“Fullerton’s not here,” said Orwell. “He started for Buluwayo only this morning with his wife and sister. Wyndham’s driving them—”
“WHAT?”
It was Lamont who had spoken—shouted, rather. And in truth the interruption was startling. He who made it was leaning forward over the table, his dark face without a vestige of colour, his eyes staring as though already they beheld a reproduction of the grim horror upon which they had so recently gazed, only, in this case—
“Yes. But they had an escort,” explained Orwell wonderingly. “Isard sent some police with them.”
“Some police! How many?” in a dry staccato tone.
“Oh, a dozen, he told me. Some of his best men—”
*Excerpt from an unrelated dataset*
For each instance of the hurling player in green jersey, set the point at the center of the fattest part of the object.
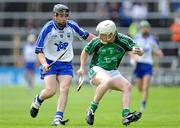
(107, 51)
“Come on, Peters,” shouted Lamont, springing to his feet and not waiting to hear any more. “We’ve got our work cut out for us, and we’ll get at it at once. An escort—a dozen police—and the whole country up in a blaze! Foster, let me have the best horse you’ve got in your stables for Peters—you shall name your own price. Now then, who’ll volunteer?” going out into the bar, where several men had already collected. It had got about somehow that something was in the wind, and more and more were rolling up at Foster’s to see what they could find out. “Who’ll volunteer? Fullerton’s been idiot enough to start his womenkind off for Buluwayo this morning. They’ll be at the Kezane Store by the time we catch them up, and we saw with our own eyes an impi, a couple of hundred strong, heading straight for that very point this morning. The whole country’s in a blaze. My farm’s been blown up, and Tewson and his family are all murdered.”
“That’s quite true,” said Peters.
“Well, Peters and I, and as many of you as will volunteer, are going to start off down the road now at once to the rescue of Fullerton’s outfit—if no one’ll join, the two of us will go alone. You see we’ve just seen white women and children who’d been cut up into pieces. Fullerton has women with him. Who’ll volunteer?”
Several men stepped forward without hesitation. Others would have, but one had no horse, another no rifle, and so forth. All these objections were met by Lamont without a moment’s hesitation.